Il brusco risveglio del Venezuela

L’avvento al potere di Maduro e il diffondersi della corruzione hanno posto fine al “sogno” dei seguaci di Bolivar

La storia recente del Venezuela sembra ripercorrere gli itinerari “classici” delle rivoluzioni sudamericane degli ultimi decenni del secolo scorso. Partita con le migliori premesse la rivoluzione bolivariana si è via via impantanata nei suoi stessi errori, tradendo le promesse. Se agli inizi degli anni ’90 del Novecento Chavez, anonimo alto ufficiale dell’esercito, aveva saputo entusiasmare gli abitanti dei quartieri derelitti di Caracas, i barrios, con l’impegno preciso di riscattarli dalla povertà endemica mediante la sanità e l’istruzione gratuita per tutti, tutto ciò non è bastato. In effetti qualcosa di nuovo stava capitando se è vero che molte abitazioni sono state costruire e risanate; che tantissime bambine e bambini hanno potuto andare a scuola per la prima volta e accedere all’istruzione di ogni ordine e grado; che il principio universalistico del diritto alla salute si andava diramando in ogni ambito sociale superando discriminazioni di reddito inveterate. E tutto questo veniva pagato con la ricchezza petrolifera – giacimenti immensi di petrolio disseminati ovunque nel mare che è intorno al Venezuela. Un dividendo che per la prima volta bella storia venezuelana veniva distribuito alla gente più povera ed esclusa. Tutto ciò va riconosciuto all’intuizione del fremente Hugo Chavez che non era esente da atteggiamenti tipici di ogni caudillo e che però aveva sollecitato l’entusiasmo di milioni di descamisados.

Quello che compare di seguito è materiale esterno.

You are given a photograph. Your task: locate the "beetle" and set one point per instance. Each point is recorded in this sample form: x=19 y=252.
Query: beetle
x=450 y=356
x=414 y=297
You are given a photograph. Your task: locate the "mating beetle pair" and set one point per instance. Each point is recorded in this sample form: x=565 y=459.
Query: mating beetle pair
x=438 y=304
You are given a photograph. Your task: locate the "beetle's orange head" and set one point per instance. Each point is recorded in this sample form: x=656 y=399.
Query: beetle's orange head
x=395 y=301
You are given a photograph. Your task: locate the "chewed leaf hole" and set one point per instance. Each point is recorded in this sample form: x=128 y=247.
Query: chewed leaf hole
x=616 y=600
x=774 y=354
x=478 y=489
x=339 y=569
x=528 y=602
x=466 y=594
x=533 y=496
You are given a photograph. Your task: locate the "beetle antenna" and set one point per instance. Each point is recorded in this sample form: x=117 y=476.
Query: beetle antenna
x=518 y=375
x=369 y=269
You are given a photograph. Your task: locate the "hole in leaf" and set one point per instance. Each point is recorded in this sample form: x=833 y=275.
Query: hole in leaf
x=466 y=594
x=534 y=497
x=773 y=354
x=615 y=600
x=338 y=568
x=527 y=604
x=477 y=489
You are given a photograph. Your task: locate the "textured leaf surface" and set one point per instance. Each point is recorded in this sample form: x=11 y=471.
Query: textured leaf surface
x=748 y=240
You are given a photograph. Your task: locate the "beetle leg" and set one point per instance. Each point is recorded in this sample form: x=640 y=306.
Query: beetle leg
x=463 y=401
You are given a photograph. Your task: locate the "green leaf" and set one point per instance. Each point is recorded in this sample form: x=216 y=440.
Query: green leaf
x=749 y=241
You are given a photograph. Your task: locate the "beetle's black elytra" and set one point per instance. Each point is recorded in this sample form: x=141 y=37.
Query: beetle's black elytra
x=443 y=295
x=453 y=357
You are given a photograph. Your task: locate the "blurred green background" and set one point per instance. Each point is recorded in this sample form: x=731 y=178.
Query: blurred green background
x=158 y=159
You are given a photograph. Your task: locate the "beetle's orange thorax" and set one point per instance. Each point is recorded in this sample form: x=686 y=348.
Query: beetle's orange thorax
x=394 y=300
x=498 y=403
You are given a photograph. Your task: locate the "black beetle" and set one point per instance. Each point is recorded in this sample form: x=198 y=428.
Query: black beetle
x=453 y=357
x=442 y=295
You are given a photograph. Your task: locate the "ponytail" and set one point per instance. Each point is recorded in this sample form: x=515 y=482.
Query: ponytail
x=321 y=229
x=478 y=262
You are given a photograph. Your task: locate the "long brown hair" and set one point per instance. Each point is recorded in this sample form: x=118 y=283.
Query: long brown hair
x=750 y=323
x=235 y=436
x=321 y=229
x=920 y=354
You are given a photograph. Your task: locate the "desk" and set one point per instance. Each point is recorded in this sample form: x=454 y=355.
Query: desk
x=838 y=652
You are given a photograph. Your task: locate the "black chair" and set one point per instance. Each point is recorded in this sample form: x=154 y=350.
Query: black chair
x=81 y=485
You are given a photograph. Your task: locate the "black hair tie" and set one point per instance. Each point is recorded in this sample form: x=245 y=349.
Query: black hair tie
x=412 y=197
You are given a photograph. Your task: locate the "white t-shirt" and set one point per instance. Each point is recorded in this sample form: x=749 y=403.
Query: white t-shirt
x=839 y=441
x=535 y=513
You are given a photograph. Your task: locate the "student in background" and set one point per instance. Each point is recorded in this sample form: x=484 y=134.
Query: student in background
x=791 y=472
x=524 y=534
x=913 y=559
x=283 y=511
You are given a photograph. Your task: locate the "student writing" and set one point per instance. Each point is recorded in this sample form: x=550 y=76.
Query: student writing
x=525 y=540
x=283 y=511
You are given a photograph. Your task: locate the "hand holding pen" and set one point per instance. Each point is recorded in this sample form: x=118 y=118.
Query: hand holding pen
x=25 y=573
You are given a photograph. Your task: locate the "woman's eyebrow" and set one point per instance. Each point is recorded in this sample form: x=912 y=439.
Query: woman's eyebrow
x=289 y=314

C’è stato qualcosa che ad un certo punto non ha funzionato o si è inceppato ed è stato quando la classe dirigente di Caracas non si è accorta che l’economia era diventata dipendente dalle importazioni, facendo affidamento sul solo petrolio (un mare immenso di petrolio, ma pur sempre una monocoltura) e non si diversificava abbastanza per avviare un’economia capace di valorizzare le tante risorse di cui il Venezuela dispone (materie prime, agricoltura, capacità cooperativistiche).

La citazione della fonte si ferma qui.